The big banks tried to get into the investment banking business but, other than when they acquired a decent niche firm, tended to get into new product lines in a big way late after they'd been commoditized. As a gross generalization, they're not nimble enough, tend to want to scale up product lines rather than move quickly to new products, and tend to think in terms of margins and term structure, whereas IBs are very chary of deploying their capital for any length of time.

So expanding into investment banking in a big way has usually been a bad move for anyone but JP Morgan, which as a bank without a retail focus already had an IB mentality.
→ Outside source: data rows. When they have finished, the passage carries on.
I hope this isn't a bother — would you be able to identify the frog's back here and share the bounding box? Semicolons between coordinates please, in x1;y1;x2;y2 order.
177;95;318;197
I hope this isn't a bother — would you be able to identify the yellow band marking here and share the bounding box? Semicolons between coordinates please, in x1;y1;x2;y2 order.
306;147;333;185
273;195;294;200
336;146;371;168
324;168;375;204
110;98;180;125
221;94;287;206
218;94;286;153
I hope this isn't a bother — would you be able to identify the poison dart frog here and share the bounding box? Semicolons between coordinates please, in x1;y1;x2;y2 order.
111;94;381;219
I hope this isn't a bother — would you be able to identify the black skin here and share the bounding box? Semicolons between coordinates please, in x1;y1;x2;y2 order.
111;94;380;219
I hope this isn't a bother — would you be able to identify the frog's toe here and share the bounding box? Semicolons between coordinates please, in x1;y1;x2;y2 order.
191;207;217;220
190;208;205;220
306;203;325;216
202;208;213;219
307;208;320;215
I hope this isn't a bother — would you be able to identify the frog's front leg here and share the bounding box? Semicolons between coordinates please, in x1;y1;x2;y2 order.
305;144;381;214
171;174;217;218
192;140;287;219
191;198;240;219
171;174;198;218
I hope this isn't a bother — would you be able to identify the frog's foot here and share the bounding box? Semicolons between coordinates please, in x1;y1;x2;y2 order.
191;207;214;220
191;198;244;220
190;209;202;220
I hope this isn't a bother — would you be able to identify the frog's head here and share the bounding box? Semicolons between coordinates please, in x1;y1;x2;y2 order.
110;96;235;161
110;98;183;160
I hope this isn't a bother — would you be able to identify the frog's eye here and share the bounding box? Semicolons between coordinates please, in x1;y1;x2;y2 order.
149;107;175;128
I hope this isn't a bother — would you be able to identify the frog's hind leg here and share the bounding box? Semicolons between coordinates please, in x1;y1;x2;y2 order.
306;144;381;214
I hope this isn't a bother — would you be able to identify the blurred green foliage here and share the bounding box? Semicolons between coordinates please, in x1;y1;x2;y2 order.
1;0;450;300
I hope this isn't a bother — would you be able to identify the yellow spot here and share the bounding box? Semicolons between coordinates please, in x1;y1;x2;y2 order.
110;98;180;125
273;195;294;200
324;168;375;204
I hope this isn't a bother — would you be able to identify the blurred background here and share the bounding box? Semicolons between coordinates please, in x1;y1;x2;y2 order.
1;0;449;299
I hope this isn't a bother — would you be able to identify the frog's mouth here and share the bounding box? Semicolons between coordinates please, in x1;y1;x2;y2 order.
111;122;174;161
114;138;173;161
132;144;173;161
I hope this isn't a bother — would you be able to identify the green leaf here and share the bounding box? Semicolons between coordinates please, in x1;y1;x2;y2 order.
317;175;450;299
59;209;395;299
By contrast to the banks, the leading IBs stayed away from the universal model. As you note, the blow-ups that triggered the final meltdown in 2008 were IBs, not universal banks, which suggests there were advantages to keeping the IB business separate. Instead of acquiring or building banking ops, the IBs tended to go public and started playing with OPM on their prop trading desks, unfortunately leveraged to insane heights with the acquiescene of the regulators. Again, JP Morgan,with its acquisition of Chase, is the only noteworthy example of successfully combining important IB with a big-time banking op.

nadezhda said...

[con't]

In the 90s, the German model of "universal banks" was thought to be the way of the future to address the disintermediation problem. That was one (of many) rationales for officially dismantling G-S. But the German banks themselves ain't what they used to be, and their balance sheets and management no longer fit the previously acclaimed "universal bank" model.

People who promoted the German model ignored the very special historical connections between German industry and finance, and the cross-holdings, etc. As the German banks have taken advantage of the (poorly regulated) EU single market in financial services, the quasi-EU guarantee of their too-big-to-fail institutions, and joined the globalization race, they've run into all the same difficulties of the Anglo-Saxons.
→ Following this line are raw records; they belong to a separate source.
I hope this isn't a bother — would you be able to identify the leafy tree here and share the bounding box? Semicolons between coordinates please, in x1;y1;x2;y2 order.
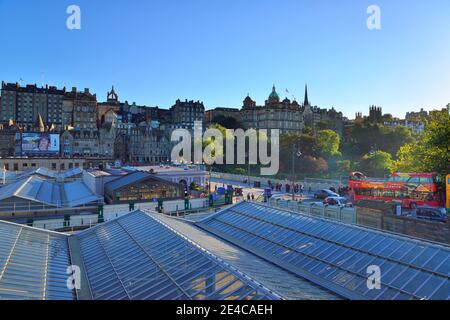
302;127;313;135
314;130;342;159
394;110;450;179
233;167;247;175
281;132;315;156
359;151;394;177
342;123;413;160
336;160;357;175
383;126;414;156
297;156;329;174
382;114;394;122
211;115;243;130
I'm hoping that the business logic of banks focusing on banking and IBs sticking to their knitting will return once the dust settles. It wouldn't surprise me if Goldman eventually gets rid of its banking license. Disintermediation has forced the banks to be able to play in the capital markets, both to fund themselves and serve clients. But few if any will be able to replicate JP Morgan's model successfully, and they shouldn't try.
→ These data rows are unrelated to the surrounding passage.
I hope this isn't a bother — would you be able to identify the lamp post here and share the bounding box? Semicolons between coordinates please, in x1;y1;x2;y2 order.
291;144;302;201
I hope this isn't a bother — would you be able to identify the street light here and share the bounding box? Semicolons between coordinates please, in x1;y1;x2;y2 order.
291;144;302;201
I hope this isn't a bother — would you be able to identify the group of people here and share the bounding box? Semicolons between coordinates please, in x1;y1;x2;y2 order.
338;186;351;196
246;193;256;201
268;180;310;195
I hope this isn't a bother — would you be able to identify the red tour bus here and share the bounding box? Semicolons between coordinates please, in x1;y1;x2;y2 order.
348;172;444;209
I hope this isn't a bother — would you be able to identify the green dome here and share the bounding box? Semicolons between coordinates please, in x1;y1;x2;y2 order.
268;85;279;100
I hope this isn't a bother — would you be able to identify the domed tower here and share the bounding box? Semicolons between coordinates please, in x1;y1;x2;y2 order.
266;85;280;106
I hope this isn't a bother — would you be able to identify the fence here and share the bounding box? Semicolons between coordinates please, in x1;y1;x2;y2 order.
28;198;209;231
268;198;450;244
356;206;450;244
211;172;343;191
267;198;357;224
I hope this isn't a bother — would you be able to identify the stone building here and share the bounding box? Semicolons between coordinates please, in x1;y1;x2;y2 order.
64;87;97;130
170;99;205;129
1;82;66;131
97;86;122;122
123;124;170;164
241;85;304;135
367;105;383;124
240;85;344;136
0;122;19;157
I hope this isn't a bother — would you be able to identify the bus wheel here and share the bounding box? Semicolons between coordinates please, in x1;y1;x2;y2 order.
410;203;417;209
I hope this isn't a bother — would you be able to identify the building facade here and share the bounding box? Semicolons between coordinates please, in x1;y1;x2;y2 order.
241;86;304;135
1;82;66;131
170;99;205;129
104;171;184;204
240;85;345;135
Eventually, share prices ought to reward those institutions which return to a quasi-Glass-Steagal-style of better focused business lines and more coherent balance sheets. But given how disintermediation has blurred, both legally and practically, many "banking" functions from "investment banking", trying to reimpose a regulatory firewall would be both undesirable and impossible IMHO.

nadezhda said...

FLG wrote: BTW, my point on limiting inter-state banking was that it acted as a sort of inefficient cap on size.

Absolutely. Quite inefficient. And it was the retail, not corporate, customers who paid for much of that inefficiency.

That's not to say, however, that we shouldn't come up with more efficient limits on size. With the pace of consolidation, we're moving from the unacceptable too-big-to-fail to the increasing nightmare of too-big-to-save.

Furthermore, I'm convinced that there are decreasing returns to scale after some point, and the quality of customer service declines as well. The market (both customers and stock markets) ought to be punishing the poorly-managed behemoths.

nadezhda said...

Re First Chicago (you're making me feel old).

First Chicago was the leading money center bank of Chicago along with Continental Illinois. Illinois was a "unit banking" state -- that is, prohibited branch banking, so First Chicago's big headquarters was its sole "branch". Yeah, I know. Very weird.

First Chicago disappeared in the wave of consolidations: it first merged with National Bank of Detroit, then was acquired by Banc One, which was in turn acquired by Chase (JP Morgan).